In my case, I was a running blogger who slowly shifted into a healthy living and recipe blogger. Much of my audience overlapped, which meant I didn’t have to rebrand at all. I may have lost followers over the year that I transitioned, but my audience was also small to begin with and didn’t grow dramatically until I made the shift.
But that’s not the case for all switches. You might be a crafting, DIY blogger who wants to switch to blogging about personal finance. They’re two very different audiences and there aren’t a lot of ways to slowly transition a focus like that. In this case, you may want to consider a rebrand. That doesn’t mean you have to ditch all your old followers. They may be interested in your new content, so don’t leave them high and dry.
But don’t be surprised when most of your niche following is ready to move on too. That’s a-ok because when you start writing about something that you’re passionate about and skilled at, it’s so much easier to build a strong audience. Plus you’ll have all that blogging knowledge from before to use in your new endeavor.
Don’t forget that you can always ask your audience questions too. I found it incredibly helpful when I had my audience do a survey. From that survey of my most loyal readers, I learned that running was the topic they were least interested in.
Step 4: Execute & Adjust
You’re ready to change, you know your new topic, you know whether it’s a shift or a rebrand which means that all there is left is just doin’ it.
If you’re looking to rebrand consider redesigning your blog or just updating your theme. You’ll need a new name, a new logo, new URL’s, new social media handles all that fun stuff. But just keep reminding yourself that this is what you’re meant to be doing. It’s scary in that “omg this is awesome” kind of way.
If you’re looking to shift focus slowly, start testing your new type of content gradually. If you get a good reaction introduce more and more. You have the option of either announcing what you’re doing all at once, or incorporating your focus shift into posts as you go. Whatever feels natural. You may want to update your imagery so it matches and maybe look for a blog friend to give you a visual audit to make sure that your new content focus matches what your blog looks like. If your audience isn’t receptive to the change you may want to consider a rebrand.

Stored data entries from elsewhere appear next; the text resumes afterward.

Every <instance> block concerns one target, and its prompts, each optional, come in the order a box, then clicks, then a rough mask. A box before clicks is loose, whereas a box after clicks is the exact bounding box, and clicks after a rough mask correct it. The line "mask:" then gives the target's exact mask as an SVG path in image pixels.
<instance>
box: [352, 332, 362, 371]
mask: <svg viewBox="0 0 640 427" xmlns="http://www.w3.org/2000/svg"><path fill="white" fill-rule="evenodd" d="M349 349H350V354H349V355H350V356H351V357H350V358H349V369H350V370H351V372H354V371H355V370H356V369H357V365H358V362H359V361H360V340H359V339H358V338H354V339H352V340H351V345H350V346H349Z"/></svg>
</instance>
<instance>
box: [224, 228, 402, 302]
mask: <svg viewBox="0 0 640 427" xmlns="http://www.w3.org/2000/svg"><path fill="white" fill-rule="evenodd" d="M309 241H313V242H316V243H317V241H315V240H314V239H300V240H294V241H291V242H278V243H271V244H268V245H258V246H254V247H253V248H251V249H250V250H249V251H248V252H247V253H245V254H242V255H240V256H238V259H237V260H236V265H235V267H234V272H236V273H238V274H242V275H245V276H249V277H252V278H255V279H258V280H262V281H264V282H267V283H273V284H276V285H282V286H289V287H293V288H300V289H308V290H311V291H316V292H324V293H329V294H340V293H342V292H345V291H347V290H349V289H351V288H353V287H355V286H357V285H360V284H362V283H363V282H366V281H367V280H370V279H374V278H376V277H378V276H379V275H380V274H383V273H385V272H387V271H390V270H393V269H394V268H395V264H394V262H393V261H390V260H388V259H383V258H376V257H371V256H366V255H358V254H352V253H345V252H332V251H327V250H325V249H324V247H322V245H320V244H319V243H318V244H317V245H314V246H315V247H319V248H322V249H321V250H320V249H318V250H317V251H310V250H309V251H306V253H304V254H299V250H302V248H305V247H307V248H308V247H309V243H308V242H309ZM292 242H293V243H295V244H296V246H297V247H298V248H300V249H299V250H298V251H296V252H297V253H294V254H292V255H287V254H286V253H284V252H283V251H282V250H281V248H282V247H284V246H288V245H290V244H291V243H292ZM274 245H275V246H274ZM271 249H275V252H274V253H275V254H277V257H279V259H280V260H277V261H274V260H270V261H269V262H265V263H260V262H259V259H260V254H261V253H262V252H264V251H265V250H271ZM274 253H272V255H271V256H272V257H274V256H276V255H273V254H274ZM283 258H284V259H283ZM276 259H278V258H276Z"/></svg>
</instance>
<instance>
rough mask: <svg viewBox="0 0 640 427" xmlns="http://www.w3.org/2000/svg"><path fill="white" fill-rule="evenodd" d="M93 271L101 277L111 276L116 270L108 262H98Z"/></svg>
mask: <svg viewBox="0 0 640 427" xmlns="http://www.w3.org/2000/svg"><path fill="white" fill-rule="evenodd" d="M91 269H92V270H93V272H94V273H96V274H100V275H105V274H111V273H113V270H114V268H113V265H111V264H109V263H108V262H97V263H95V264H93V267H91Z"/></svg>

As you transition don’t be afraid to get feedback, but take it with a grain of salt. Some people will embrace change with open arms, others might leave, but like I mentioned earlier, the more intone and connected you are to your topic the more it will show through your writing and building a following when you have authentic content is so much easier.
Hopefully if you’ve been feeling that “this topic doesn’t fit me anymore” feeling that is all too familiar with so many bloggers, this will help guide you to the blog you’ve always wanted to create.